Wisdom

 

There are many ways to define or talk about wisdom, each one revealing our own personal bias on what is important in our human life.

One way to define it is that wisdom happens when head (view, insight), belly (felt-sensed nurturing fullness), heart (love), and action (skillful means) come together.

Or said another way, it happens when there is receptivity and engagement at each center.

At the head center, there is receptivity to the truth in the reversals of any view and perspective, there is engagement in actively exploring these, and the freedom to use any one of these more actively in a situation.

At the belly center, there is a receptivity which allows for a sense of nurturing fullness. The emotional level goes from reactivity to a stable sense of nurturing fullness, and of trust.

At the heart center, there is receptivity to all of existence, however it shows up. Our heart stays open, or at least can be invited to open.

And our actions reflect skillful means, from experience and brought forth by the receptivity at the three centers, engagement in situations, and the freedom to stay engaged without getting blindly caught up in whatever happens.

Of course, this all gets hopelessly abstract to the point of being pretty useless. But there is a real experience behind all of it, and each of these points can be explored in more detail so they come more alive for us.
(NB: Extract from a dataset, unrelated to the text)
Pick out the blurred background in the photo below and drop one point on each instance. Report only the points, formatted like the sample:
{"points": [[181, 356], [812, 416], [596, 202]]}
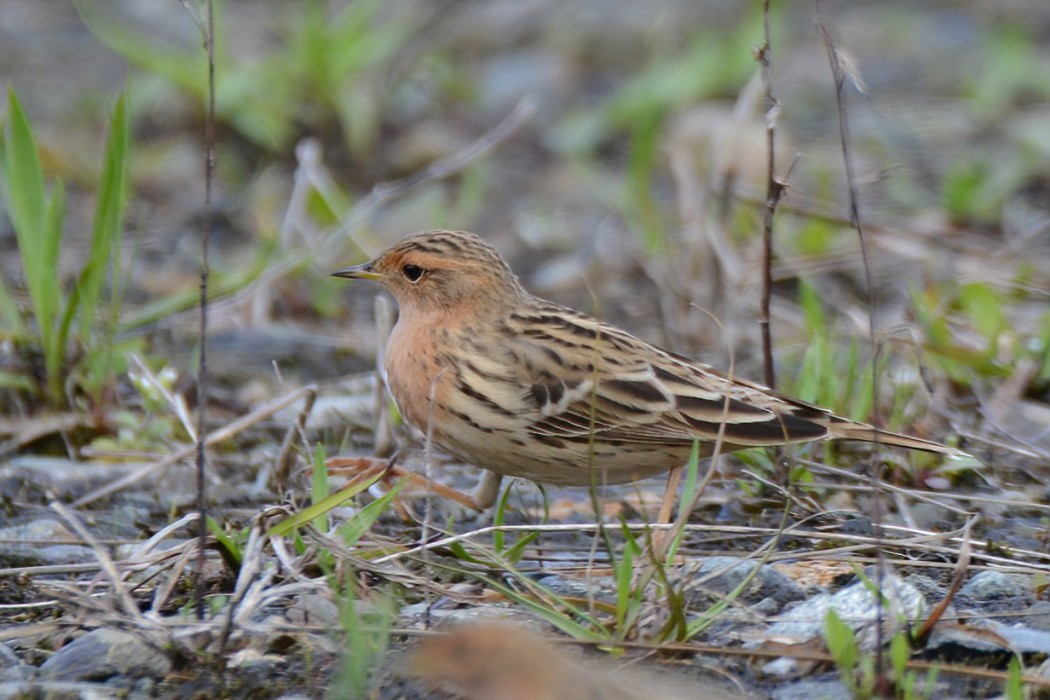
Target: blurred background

We can find it in our own life, even if it is only a tendency and not caricatured and full-blown as described here.

When I look at my view, I can find many times there were rigidity there, and with a rigidity of view – attaching to one particular view as true and denying the truth in its reversals – there is not much wisdom. If my view is more fluid, and I actively explore the grain of truth in each reversal, there is sometimes a sense of wisdom, especially if the heart is included, and even more so if there is a sense of nurturing fullness, and it all is reflected in actions.

Looking at my heart, again I see that when my heart is closed, there is not much wisdom available to me. I act from habits at best, and more likely also from reactivity. But if my heart is open to life – to myself and others involved – there is sometimes a sense of wisdom there, especially if the view is included, and even more so if the nurturing fullness and actions are there as well.

In terms of the emotions, I find that when there is reactivity there, there is most often reactivity in view as well, and my heart is closed off. None of those allows much wisdom to be present. But if there is a stable nurturing fullness there, this fullness and the sense of trust that comes with it allows for receptivity at the other centers. My view can be more fluid, my heart more open, my actions more receptive to and engaged with the situation.

The same with my actions as these reflect what is going on at the three centers. If my view is receptive and fluid, my heart open, my emotions nurturing, and this comes out through actions informed by experience and whatever skillful means available to me, there may be some wisdom reflected there as well.

Of course, wisdom is relative to where we are at in terms of insight, receptivity of heart, nurturing fullness, and experience. It reflects how healed, mature, and developed this human self is. Sometimes, we act from less wisdom than what is available to us, and other times – when these centers are more receptive and engaged – we can act more from whatever wisdom is available to us, wherever we are in terms of healing, maturing and development.

We can always go further. Whatever we do, there is always room for improvement. And I guess that is another aspect of wisdom: acknowledging that we are acting from a limited insight and set of experiences, and looking out for feedback to learn from. Here too, in terms of learning from our actions, there is receptivity, engagement and freedom of the three centers.